# Cognite contextualization lab 1 - Entity Matching
Estimated time: 30 minutes.

## Get access to CDF
We assume you have some basic knowledge of CDF and the SDK. If not, please follow the 'lab' tutorials first.

Unlike previous tutorials, for this application you *must* have access to a Cognite project / tenant, you can apply for one [here](https://cognitedata.atlassian.net/wiki/spaces/CSF/pages/1113523070/Creating+a+new+tenant).

## Import modules
We need to import some Python modules in order to interact with CDF. We will use the Python SDK with Experimental Extensions, which we below refer to as a `client`.

In [None]:
from getpass import getpass
from cognite.experimental import CogniteClient

To get access to your project, replace `yourproject` with your project name in the next cell. If you are using a production tenant, remove 'server=greenfield'.
When you create the `CogniteClient` below, `getpass` will ask for your API key in an extra password field. Simply paste it in and press shift+enter.

In [None]:
client = CogniteClient(
    api_key=getpass("Please enter API key: "),
    project="yourproject",
    server="greenfield"
)

Let's define some example entities

In [None]:
entities_to = [
    {"id": 1, "name": "ENTITY_MATCHING_FUN_314"},
    {"id": 2, "name": "ENTITY_MATCHING_INTERESTING_42"},
    {"id": 3, "name": "ENTITY_MATCHING_CONFUSING_123"},
    {"id": 4, "name": "CONFUSING_NON_123_MATCHING"},
]
entities_from = [{"id": 100, "name": "INTERESTING_SENSOR_42"},
                 {"id": 200, "name": "SENSOR_CONFUSING_123"},
                 {"id": 300, "name": "FUN_314_SENSOR_SHOULD_GIVE_NON_MATCH_123"}]

## Simple Entity Matching

In [None]:
em = client.entity_matching.fit_ml(match_from=entities_from, match_to=entities_to)
em

## You can run predict on the model object and it will wait for it to be ready and submit the predict job. 
Likewise, asking for the result will wait for it. Since it only waits when necessary, you can both work interactively as well as easily submit a large number of jobs to be processed in parallel.

In [None]:
job = em.predict_ml(match_from=entities_from, num_matches=2)
job.result

As you can see, the `SENSOR_CONFUSING_123` and `FUN_314_SENSOR_SHOULD_GIVE_NON_MATCH_123` both have two matches with identical score. Let's try a different model type which prefers tokens in the same pairs

In [None]:
em = client.entity_matching.fit_ml(match_from=entities_from, match_to=entities_to,model_type='bigram')
job = em.predict_ml(num_matches=2)
job.result

Now the top match is as expected! There are a number of different models and classifiers, but for many applications, the 'bigram' model strikes a good balance between performance and accuracy.

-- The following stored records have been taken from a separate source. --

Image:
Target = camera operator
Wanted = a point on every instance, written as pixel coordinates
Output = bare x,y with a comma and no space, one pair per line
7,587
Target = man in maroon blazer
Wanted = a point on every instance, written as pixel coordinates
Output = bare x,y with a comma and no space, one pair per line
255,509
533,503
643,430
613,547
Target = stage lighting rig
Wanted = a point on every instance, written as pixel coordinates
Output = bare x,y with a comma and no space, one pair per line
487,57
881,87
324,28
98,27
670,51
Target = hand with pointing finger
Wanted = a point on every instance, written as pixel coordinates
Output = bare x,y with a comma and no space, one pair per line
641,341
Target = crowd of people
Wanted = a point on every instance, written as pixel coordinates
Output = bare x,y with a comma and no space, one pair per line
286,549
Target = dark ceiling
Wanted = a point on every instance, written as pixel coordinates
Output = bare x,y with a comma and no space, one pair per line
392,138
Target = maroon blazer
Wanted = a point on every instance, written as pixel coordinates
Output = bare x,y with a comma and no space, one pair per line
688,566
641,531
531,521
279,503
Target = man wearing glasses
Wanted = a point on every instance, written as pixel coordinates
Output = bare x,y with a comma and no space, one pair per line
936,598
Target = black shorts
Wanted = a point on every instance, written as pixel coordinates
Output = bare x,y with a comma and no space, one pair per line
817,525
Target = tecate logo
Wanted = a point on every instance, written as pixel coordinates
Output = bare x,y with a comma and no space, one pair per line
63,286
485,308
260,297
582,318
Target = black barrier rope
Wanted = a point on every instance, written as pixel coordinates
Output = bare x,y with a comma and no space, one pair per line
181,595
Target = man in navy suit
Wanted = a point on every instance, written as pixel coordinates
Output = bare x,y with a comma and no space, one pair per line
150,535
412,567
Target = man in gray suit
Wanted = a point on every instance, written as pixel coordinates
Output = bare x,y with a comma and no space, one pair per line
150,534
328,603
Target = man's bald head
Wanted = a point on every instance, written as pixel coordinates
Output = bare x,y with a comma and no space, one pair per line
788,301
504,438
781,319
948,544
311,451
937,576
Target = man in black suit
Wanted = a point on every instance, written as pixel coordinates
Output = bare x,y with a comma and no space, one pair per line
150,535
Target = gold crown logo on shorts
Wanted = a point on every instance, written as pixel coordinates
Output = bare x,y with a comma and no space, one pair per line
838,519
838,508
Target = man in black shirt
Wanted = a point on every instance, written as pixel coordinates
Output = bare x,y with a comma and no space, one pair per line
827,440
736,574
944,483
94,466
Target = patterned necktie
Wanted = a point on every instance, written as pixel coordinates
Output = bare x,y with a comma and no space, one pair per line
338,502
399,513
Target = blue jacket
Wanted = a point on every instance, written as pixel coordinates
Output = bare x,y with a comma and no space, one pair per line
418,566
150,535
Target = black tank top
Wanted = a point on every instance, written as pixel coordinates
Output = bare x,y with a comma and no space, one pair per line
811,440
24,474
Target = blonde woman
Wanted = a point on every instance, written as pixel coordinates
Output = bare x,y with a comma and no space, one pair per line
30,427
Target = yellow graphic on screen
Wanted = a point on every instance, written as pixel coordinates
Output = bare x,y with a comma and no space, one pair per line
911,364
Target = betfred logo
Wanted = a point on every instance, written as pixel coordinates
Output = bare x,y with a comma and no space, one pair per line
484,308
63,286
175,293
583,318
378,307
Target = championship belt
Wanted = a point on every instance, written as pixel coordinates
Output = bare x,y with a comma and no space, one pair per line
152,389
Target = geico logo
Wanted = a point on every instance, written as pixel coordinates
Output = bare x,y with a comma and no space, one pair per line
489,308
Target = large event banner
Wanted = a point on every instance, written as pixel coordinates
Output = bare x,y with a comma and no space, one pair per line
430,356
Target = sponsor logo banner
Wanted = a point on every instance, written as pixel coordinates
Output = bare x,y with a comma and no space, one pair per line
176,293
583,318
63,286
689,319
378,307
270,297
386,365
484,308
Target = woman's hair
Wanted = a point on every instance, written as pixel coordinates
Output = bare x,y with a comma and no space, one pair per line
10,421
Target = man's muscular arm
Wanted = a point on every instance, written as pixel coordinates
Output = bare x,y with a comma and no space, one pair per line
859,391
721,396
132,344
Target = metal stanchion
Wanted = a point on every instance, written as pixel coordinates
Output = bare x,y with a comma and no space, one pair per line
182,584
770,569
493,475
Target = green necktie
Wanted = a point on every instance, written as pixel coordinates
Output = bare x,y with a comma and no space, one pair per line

### You can also use CDF resources directly to run entity matching, specify fields to match on, and fill in missing fields with an empty string
This assumes you have some interesting assets and time series in your tenant.

In [None]:
assets = client.assets.list(limit=10)
time_series = client.time_series.list(limit=10)
em = client.entity_matching.fit_ml(match_from=time_series, match_to=assets, keys_from_to=[('externalId','externalId'),('description','description')], model_type='bigram', complete_missing=True)
em.predict_ml().result